Broken Fragments | Teen Ink

Broken Fragments

May 18, 2023
By Noelle-M BRONZE, Hartford, Connecticut
Noelle-M BRONZE, Hartford, Connecticut
1 article 0 photos 0 comments

The Class of 2024 has it rough.


The summer of 2019 ended happily. I started my eighth grade year with a smile. The year goes by and the eighth graders are talking about going to high school. 2020 seemed like it was going to be a great year. “Yo Noelle let me get a waterfall” Eli yells from across the classroom. I threw him my ice tea like usual and he had some like usual. I leave school with a smile without knowing that I will never be returning. Summer of 2020 ended quietly. I started my freshman year with lost eyes.


2020 made it hard to be a freshman. We had no transition into our ninth grade year. We went from being around all of our friends to staring at a screen in a room alone. Most of us were never going to see those friends again. The hybrid system didn’t really help; the internet would go out, barely anyone would learn anything. According to the article The 6 things we’ve learned about how the pandemic disrupted learning by Cory Turner “Much of that missed learning, Kane says, was likely a hangover from spring 2020, when nearly all schools were remote and remote instruction was at its worst.” With all of this we were still alone, but the summer of 2021 ended with hope.


Fall of 2021 was a lost memory even though it was a struggle.
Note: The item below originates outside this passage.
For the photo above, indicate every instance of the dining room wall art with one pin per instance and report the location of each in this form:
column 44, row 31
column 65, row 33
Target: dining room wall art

No faces to be seen;  everyone in school was still behind masks.   According to the article Mental health and the pandemic, : what U.s. surveys have found by John Gramlich While “around half of K-12 parents said the first year of the pandemic had a negative emotional impact on their kids, a larger share (61%) said it had a negative effect on their children’s education.” (date accessed) Being back in school gave us a sense of normalcy. Teens around the world were all afraid to interact with each other and were behind in our education. Even through all of this we bonded over these hard years we were looking towards 2022 with a smile. We found the yellow brick road.


2022 was looking good. I was nervous for eleventh grade. I felt so behind. My junior year was shaky like a lot of my fellow classmates. I gave up in the middle of the year. I almost failed all of my classes. Bastian Betthäuser, an author of the paper and researcher at the Sciences Po Centre for Research on Social Inequalities in France and the University of Oxford in the United Kingdom stated that “Children still have not recovered the learning that they lost out on at the start of the pandemic,” he said. He aAlso stated that, “education inequality between children from different socioeconomic backgrounds increased during the pandemic. So the learning crisis is an equality crisis. Children from disadvantaged backgrounds were disproportionately affected by school closures.”. I do feel that I lost a lot of time to learn and I lost a sense of hard work. I skated through freshman and, sophomore year because of Covid. So I knew that I had to get through this. I wanted to go to college and graduate. According to “The Tenney School, they take a whole-student approach to learning. They identify potential learning gaps and scaffold those vital skills that students need to achieve academic success in the future. This includes one-on-one instruction that helps solve individual learning challenges. It also makes it so that students are able to ask questions in a low-pressure environment. We also help erase many of the problems of poor socialization.” I found that this really helped me being able to talk to my teachers and get help one on one. It made me more confident in my work and it made me a better learner and I can’t wait for senior year.


The author's comments:

I wanted to do the topic of Covid 19 because my grade was really Impacted and I honestly think that it's not talk about enough. The class of 2024 went from a vacation from 8th grade to goignto our last summer vacation of our high school expeirence in the snap of a finger.